Download Prerequisites
- Download RADI
- Download binary from http://petitjeanmichel.free.fr/itoweb.petitjean.freeware.html#RADI
- Change path for binary in line 32 script features.pl
- Download Naccess
- Download Naccess app from http://wolf.bms.umist.ac.uk/naccess/
- Change path for the app in line 86 script features.pl
Walk-Through: Example of Mdm2
Protein: Mdm2
Target Site: Chain A Residue 99
## Skip these steps for this particular example ##
mkdir ~/PocketDruggability/data/TA99/
cd ~/PocketDruggability/data/TA99/
mkdir complexes/
cd complexes/
## Place Protein-Exemplar Complexes here. Filename: "*_Complex.pdb"
cd ../
mkdir apo/
cd apo/
## Place Protein Apo Structure files here. Filename: "*.pdb"
cd ~/PocketDruggability/
## Previous steps have already been done for this particular example. Start Here. ##
perl prox4_exemplar.pl
perl FormSets.pl > TA99Set
Rscript GBMrunFINAL.R
Output file: TA99Predictions.txt
Column15 : PredictedActivity (Predicted attainable pactivity for a pocket)
References
- Borrel A, Regad L, Xhaard H, Petitjean M, Camproux A-C, PockDrug: A Model for Predicting Pocket Druggability That Overcomes Pocket Estimation Uncertainties. Journal of Chemical Information and Modeling 2015, 55 (4), 882-895.
- Burgoyne NJ, Jackson RM, Predicting protein interaction sites: binding hot-spots in protein–protein and protein–ligand interfaces. Bioinformatics 2006, 22 (11), 1335-1342.

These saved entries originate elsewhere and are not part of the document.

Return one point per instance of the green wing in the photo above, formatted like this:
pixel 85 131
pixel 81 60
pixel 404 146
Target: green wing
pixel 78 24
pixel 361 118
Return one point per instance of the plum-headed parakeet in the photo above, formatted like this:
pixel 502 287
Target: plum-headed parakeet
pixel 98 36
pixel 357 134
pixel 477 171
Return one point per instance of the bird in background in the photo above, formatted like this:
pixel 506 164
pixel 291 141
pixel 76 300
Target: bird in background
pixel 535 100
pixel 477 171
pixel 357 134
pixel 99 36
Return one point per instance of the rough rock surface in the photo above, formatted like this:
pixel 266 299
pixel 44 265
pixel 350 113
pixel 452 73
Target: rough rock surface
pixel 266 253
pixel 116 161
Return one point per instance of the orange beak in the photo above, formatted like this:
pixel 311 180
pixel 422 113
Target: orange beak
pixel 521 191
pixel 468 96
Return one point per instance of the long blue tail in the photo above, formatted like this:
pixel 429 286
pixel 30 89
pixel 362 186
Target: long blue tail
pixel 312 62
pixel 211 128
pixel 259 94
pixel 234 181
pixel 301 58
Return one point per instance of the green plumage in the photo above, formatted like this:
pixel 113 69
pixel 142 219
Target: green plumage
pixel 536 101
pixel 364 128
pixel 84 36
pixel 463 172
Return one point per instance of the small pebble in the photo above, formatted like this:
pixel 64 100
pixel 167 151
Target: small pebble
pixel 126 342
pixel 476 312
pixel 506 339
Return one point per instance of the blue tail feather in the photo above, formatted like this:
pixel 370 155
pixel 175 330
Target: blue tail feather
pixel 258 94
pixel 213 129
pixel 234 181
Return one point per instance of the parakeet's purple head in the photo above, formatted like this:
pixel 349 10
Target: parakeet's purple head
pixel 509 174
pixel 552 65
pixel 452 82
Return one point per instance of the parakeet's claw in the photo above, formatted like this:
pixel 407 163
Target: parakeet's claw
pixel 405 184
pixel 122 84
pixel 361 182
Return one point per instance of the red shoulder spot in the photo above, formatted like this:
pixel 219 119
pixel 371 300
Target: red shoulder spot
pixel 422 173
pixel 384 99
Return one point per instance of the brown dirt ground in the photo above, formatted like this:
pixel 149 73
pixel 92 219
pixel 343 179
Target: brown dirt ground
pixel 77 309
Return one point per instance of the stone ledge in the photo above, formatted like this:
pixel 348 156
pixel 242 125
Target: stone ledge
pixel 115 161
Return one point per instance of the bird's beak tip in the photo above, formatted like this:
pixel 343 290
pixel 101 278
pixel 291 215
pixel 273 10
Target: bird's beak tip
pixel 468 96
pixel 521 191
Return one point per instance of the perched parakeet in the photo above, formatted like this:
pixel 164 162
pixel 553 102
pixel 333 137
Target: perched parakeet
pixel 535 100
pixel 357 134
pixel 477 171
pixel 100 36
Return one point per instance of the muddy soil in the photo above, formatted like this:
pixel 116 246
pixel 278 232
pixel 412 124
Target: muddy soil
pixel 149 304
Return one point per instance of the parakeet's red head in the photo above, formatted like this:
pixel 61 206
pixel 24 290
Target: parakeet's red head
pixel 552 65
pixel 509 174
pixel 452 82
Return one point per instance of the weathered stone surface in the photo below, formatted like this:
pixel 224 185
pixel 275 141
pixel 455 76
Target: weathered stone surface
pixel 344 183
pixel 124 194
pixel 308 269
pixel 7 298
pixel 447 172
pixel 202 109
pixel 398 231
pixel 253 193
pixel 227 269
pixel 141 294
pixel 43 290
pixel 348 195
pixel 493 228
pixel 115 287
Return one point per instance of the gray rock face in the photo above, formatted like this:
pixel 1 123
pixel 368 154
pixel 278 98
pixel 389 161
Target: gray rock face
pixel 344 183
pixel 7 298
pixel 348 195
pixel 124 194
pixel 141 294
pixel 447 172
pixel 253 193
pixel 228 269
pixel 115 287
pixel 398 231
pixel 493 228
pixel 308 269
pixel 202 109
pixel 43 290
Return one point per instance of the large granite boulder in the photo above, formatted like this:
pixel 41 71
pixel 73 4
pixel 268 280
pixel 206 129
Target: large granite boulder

- Petitjean M, Applications of the radius-diameter diagram to the classification of topological and geometrical shapes of chemical compounds. Journal of chemical information and computer sciences 1992, 32 (4), 331-337.
- Kyte J, Doolittle RF, A simple method for displaying the hydropathic character of a protein. Journal of molecular biology 1982, 157 (1), 105-132.
- Milletti F. Vulpetti A, Predicting polypharmacology by binding site similarity: from kinases to the protein universe. Journal of chemical information and modeling 2010, 50 (8), 1418-1431.